The next morning, there is time for exploring Tana and shopping. My headache has somewhat receded but still flares up now and then. I think I should give it a name. Franka is taking us to a shopping mall, La City. I’m not much for shopping, but shopping malls are not very common in Madagascar. Here is air conditioning and a small ice cream shop selling Ben & Jerry’s ice cream. Good ice cream is not very common in Madagascar either. I come away with a packet of flower seeds. That’s some bold shopping on my part. Lori comes a way with a few shopping bags full, and some bottled water for the drive back.
After lunch at City Grill in the mall, we start the journey back. With only four hours of driving to Andasibe again, there is time to gawk at, umm, I mean watch the panorama of Madagascar out the car window, to stop, to buy fruit from roadside stands as plums and pineapples are now in season, and to talk to people.
On Route Nationale 2 just west of Moramonga is a pottery stand in the village of Andranokobaka. Many times I’ve passed it and many times I’ve told myself I should stop and look. This time I stop.

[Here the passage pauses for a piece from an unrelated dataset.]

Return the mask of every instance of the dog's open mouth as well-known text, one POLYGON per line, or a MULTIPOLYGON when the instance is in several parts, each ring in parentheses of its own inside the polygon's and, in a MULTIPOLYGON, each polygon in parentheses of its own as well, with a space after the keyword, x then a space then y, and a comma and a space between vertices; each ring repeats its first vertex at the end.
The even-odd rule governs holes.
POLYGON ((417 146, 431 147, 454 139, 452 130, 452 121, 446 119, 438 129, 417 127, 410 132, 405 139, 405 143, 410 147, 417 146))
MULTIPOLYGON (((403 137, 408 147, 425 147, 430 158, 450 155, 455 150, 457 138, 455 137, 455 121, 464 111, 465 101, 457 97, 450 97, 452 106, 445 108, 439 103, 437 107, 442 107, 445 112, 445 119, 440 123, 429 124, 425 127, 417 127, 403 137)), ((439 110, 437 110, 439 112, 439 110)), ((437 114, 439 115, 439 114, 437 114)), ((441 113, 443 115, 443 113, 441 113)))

In front of a home is a display of various vases, and replicas of Malagasy houses, mansions, and palaces. A man and then his entire family greet us. The children are terrified and fascinated by Jemma. We go through our dog ambassador routine. She won’t jump on you. She doesn’t bite. She’s a good dog. Watch, see how she sits and shakes my hand on command? That’s enough display for two girls to overcome their terror and pet the monster.
Victor is the artisan. He learned his craft from his father who learned it from a Frenchman. I see a kiln behind their home and ask if I might take a picture. We are invited to an impromptu tour and demonstration.

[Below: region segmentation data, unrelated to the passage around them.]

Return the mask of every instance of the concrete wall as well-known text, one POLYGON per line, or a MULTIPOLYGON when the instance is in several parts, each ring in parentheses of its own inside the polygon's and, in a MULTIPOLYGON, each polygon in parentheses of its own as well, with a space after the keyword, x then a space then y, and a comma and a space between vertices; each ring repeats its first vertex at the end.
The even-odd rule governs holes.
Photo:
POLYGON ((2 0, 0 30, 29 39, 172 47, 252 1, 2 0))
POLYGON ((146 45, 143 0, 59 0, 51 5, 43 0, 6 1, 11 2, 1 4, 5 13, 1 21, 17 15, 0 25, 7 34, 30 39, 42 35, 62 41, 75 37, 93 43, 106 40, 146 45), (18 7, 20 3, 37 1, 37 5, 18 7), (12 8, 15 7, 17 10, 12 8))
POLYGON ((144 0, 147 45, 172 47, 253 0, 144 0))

Victor shows us a pile of dirt. This is his clay. He gets it in the rice fields. He adds that this is not a good time of year for getting clay because of all the rain. He shows us some bags where he’s wrapped up the clay to keep it moist. He may have added water to it and worked it as well since it doesn’t look anything like the pile of dirt. Victor then shows us his wheel and demonstrates how he runs it with a foot pedal while he makes a small vase.
We’re then introduced to Victor’s brother-in-law. Brother-in-law (I didn’t get his name) does the detail work carving windows, doors, tiled roofs, thatched roofs, brickwork, stonework, and woodwork on the replicas.

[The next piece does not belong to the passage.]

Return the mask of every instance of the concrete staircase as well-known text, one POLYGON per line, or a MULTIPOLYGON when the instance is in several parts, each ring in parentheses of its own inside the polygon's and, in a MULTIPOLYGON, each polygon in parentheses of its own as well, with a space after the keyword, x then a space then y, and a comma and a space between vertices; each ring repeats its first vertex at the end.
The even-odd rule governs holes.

We buy two replica houses and take pictures of the family. Once we get them printed, we will send the pictures to them via taxi-brousse. The locals don’t use FedEx, UPS, or U-Haul. Need to send a package, send a live Christmas goose, move your furniture? Make arrangements with a taxi-brousse.
After another night at Vakôna Lodge, Lori heads off to ride horses. My head feels a bit like day three of recovering from a massive hangover. It’s one thing to overindulge and earn a hangover. It’s another to have the hangover and not the overindulgence. I elect to hang out with Jemma on the porch of our bungalow and grouse about it, silently, to myself.
After Lori returns, we drive the final four hours back home.